Ее прохладный, «голубой» голос менялся, становясь бархатисто-черным, «ночным» — когда напевала она «Колыбельную» и доходила до странных, озадачивающих меня слов: «кто-то вздохнул за стеной — что нам за дело, родной?..» Но среди ласково струящейся, журчащей мелодии в этих именно словах заключалось что-то самое покойное, утешительное: «кто-то» чужой не дремлет, сторожит, вздыхает, ворочаясь тяжело, замыслив, наверное, какое-нибудь злодейство — но за стеной! За стеной! За кирпичной, выбеленной известкой стеной! Все равно — «ему» нас не достать, пускай себе ворочается по ночам и вздыхает — «что нам за дело?..»

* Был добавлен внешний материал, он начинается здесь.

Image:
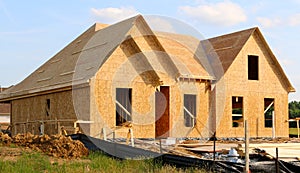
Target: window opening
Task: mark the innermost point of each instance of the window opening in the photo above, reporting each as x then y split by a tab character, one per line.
48	107
123	105
268	111
189	110
252	67
237	112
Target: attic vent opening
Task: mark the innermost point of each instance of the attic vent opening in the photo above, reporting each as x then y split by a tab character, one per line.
56	60
189	110
67	73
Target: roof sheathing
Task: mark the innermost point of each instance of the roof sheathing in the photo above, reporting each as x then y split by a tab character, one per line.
228	47
60	71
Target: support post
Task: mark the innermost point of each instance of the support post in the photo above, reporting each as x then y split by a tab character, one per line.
273	125
114	136
104	134
214	146
246	147
276	162
160	147
131	137
297	128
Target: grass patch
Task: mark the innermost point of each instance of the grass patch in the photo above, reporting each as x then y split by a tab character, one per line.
293	131
30	162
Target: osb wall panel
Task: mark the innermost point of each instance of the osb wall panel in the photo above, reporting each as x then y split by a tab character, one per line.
121	71
27	112
253	92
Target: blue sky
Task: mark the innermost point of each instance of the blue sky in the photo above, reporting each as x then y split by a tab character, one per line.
31	32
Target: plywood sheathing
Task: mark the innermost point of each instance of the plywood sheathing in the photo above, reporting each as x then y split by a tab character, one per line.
272	83
119	71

Не знаю, впрочем, что я испытывал чаще, слушая ее пение,— радость или нарастающую, гнетущую тревогу. Страх перед тем, что льющийся тоненькой прозрачной струйкой голос вот-вот захлебнется, и серебряный жаворонок рухнет вниз, обратясь в скомканный, стиснутый в потной руке платок...
Тем чаще всего и кончалось: шелковое покрывало перебитым крылом повисало на кроватной спинке, мать, обессилев от приступа кашля, беззащитная, маленькая, плакала, отвернувшись к стенке, я стоял над нею, не зная, чем помочь.